Environmental regulations have been intensified across the country under the pressure of the national “double carbon” strategy, the constraints of energy-saving and emission-reduction targets by enterprises, and public opinion. The tightening of environmental regulations is bound to impact the innovation behavior of heavily polluting enterprises; however, it remains uncertain whether the impact is positive or negative. Using a differences-in-differences approach of data from listed companies in China’s heavily-polluting industries between 2010 and 2016, this paper examines the changes in their innovation behavior under the tightening environmental regulations after the “smog explosion” event as a “quasi-natural experiment” at the end of 2011. The study found that the “smog event” had a significant net negative effect on the innovation behavior of heavily polluting firms, with a significant decrease in their innovation inputs.

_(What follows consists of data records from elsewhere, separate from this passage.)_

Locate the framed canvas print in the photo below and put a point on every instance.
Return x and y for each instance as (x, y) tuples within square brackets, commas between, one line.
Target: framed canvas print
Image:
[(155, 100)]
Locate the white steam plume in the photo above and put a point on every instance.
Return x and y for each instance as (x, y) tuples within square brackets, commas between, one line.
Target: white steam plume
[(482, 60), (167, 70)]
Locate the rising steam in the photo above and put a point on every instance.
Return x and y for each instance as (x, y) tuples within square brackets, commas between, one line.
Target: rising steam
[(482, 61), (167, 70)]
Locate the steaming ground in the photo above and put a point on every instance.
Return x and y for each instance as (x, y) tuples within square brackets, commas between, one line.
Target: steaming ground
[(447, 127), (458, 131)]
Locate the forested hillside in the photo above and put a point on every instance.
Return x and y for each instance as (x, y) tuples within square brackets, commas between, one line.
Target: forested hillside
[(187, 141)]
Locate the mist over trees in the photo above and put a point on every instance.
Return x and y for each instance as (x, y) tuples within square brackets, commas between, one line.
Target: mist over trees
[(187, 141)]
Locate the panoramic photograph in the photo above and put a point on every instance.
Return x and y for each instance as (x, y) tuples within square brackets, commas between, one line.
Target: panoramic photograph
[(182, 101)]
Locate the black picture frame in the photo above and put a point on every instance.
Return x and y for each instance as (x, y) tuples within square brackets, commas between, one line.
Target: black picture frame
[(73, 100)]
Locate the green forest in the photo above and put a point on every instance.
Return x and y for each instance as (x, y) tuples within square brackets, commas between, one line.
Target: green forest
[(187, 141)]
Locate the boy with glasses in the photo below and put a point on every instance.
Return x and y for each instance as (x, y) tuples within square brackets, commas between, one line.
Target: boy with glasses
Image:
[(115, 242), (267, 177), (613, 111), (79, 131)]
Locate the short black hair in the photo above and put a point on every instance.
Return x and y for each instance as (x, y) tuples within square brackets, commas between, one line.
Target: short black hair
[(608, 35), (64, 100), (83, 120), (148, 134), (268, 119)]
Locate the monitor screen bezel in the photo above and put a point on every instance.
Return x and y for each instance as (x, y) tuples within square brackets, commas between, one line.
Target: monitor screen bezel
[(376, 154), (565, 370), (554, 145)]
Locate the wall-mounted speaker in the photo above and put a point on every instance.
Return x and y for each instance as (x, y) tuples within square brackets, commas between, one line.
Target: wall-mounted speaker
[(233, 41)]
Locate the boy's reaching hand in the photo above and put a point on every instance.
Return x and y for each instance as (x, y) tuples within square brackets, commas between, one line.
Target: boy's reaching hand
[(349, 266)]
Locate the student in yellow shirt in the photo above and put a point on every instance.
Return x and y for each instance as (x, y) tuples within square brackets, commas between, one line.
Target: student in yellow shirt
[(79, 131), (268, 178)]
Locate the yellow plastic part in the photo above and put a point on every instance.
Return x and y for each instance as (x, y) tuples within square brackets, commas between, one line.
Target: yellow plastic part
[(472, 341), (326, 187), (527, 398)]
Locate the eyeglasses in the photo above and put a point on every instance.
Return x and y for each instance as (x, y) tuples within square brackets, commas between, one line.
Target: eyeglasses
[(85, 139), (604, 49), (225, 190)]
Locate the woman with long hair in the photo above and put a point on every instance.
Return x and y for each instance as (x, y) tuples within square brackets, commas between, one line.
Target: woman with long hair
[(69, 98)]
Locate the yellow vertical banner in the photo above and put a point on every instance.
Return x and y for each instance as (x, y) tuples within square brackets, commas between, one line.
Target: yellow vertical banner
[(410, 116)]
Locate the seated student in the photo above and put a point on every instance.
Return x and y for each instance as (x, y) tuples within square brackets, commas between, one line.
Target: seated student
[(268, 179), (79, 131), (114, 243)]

The quantile regression results show that the R&D intensity of enterprises is related to the haze treatment effect in a U-shaped curve. Further research found that the decline in innovation investment was more significant for state-owned heavily-polluting firms compared to private heavy polluting firms. Robustness tests indicate that the empirical results of this paper are somewhat robust. This paper aims to identify the contradictory roots of the “Porter hypothesis” debate by analyzing the differences in innovation behavior of enterprises with different R&D intensity and different property rights.